In the instant case, the reassessment proceedings were initiated against the assessee by issuing the notice. During the course of the hearing, the assessee was asked the details of sources and nature of cash deposits and to file the copies of bank accounts and other evidence. The AO on scrutiny of bank accounts completed the reassessment by adding the shortfall in cash withdrawal of Rs.10.50 lakhs as unexplained income. However, the AO once again reopened the assessment by issuing notice under section 148 for the reason that one S.Nagarajan has received a sum of Rs.2.75 crores from the deceased L.S. Abinesh, husband of the assessee, for the purchase of property through his bank account and that sources for such advance made require to be verified.

On appeal, the assessee contended that during the course of the first reassessment proceedings, copies of bank statements, receipts and payments account were produced including the sources of all deposits made and that the assessment was completed after due verification of all receipts and payments and the sources and therefore, the proposal to reopen to re-verify the source of advance given to S Nagaraj amounts to change of opinion based on which, assessment cannot be re-opened. It was also contended that the very reopening of the assessment for the second time was beyond four years and therefore, was barred by limitation.

Justice K. Ravichandrabaabu noted that the material filed before the Assessing Officer, during the earlier re-assessment proceedings also containing the disclosure of advance made to S.Nagarajan is sought to be relied on by the assessee to contend that there was full and true disclosure of all material facts before the Assessing Officer and therefore, invoking the first proviso under section 147 to reopen the assessment beyond the period of limitation, cannot be sustained.
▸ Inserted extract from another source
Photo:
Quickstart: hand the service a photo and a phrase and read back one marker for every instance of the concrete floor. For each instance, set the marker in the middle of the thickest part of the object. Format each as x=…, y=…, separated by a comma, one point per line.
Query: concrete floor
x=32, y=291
“On the other hand, the said material is sought to be relied on by the Revenue as a tangible material for reopening the assessment once again. It is not in dispute that the original assessment can be reopened at any number of times within the period of limitation prescribed under section 147 read with section 149. In this case, admittedly, the reopening of the assessment was initiated after the period of four years. In order to justify such reopening after such limitation period, the Revenue has to satisfy that any one of the ingredients as stipulated under the first proviso to section 147 is satisfied.”

It was noted that it is evident that the original return filed by the assessee, which is sought to be treated as that of the return filed in response to the notice under section 148, did not disclose truly and fully the material facts, more particularly, in respect of the subject matter transaction.

“Therefore, such transaction which came to the notice of the Assessing Officer, while reopening the assessment earlier, is certainly, a tangible material, based on which, the present reopening under section 147, can be resorted to. Admittedly, this material was not existing at the time of original assessment. No doubt, it is sought to have contended that the said material was placed before the Assessing Officer during the earlier reassessment proceedings and however, he has not taken note of the same. I have already pointed out that the earlier reopening of the assessment was based on some other issue and therefore, the assessee is not justified in contending that no new material is available before the Assessing Officer for the present reopening,” the Court said.